Whenever the market is reminded that these threats are still only proposals and not policy, fears subside—until the next Tweet or the next explosive tariff headline.

“The threat of ‘trade wars’ is another concern driving equities. There is little clarity at the moment, but media coverage suggests we may have hit ‘peak fear’,” say UBS analysts.

The problem, says UBS, is that "Equity markets tend to struggle to price in the small probability of a very negative event occurring”.

#3 MGMB: Market bubble is epic and ready to burst

Thailand-based MBMG Group sees the market in the midst of a bubble that it calls “epic” and ready to burst at any moment because of a sharp increase in stock prices that was largely fake—and the result of a massive market intervention that boosted lending and encouraged growth.

It’s not real, though, says MBMG’s Paul Gambles.

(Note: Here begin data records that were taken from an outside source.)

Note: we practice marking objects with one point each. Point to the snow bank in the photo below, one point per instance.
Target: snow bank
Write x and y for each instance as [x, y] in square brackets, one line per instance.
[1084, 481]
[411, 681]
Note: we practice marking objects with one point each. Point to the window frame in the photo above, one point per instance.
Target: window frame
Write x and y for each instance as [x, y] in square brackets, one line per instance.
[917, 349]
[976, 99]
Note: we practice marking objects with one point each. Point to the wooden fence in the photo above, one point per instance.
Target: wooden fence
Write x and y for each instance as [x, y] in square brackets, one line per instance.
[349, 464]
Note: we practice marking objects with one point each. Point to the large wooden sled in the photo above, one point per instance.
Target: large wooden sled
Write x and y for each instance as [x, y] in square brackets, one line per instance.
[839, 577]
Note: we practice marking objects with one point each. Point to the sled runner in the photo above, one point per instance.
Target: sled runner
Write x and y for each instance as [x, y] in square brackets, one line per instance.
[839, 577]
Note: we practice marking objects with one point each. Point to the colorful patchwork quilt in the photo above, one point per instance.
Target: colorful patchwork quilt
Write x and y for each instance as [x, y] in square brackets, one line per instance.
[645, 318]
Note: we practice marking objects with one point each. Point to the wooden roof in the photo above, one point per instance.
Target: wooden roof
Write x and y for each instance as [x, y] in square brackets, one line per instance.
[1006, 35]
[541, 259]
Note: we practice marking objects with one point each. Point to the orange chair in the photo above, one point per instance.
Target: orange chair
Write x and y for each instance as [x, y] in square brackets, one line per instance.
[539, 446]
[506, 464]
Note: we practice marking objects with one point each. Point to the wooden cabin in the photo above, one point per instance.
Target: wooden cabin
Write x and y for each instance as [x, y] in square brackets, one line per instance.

Gambles sees a repeat of 2007 events leading up to the global financial crisis.

"We had a policy response to the global financial crisis [and] at that point stocks were cheap and they had an enormous tailwind behind them in terms of fiscal support," Gambles told CNBC.

"This is quite a dangerous situation and it is creating a bubble, and that bubble has just got bigger and bigger and bigger … There isn't any doubt now [that] in valuation terms we're in epic bubble proportions, probably the biggest bubble of all time."

MBMG now thinks that “there are conditions out there that are prime for that bubble to actually be pricked”.

But Gambles cautions that at the end of the day, no one’s got a clue because there are so many possible outcomes and the variables are more numerous than they’ve ever been.

"We could have a good stock market year, we could have a 20, 30, 40 percent plus correction," he said.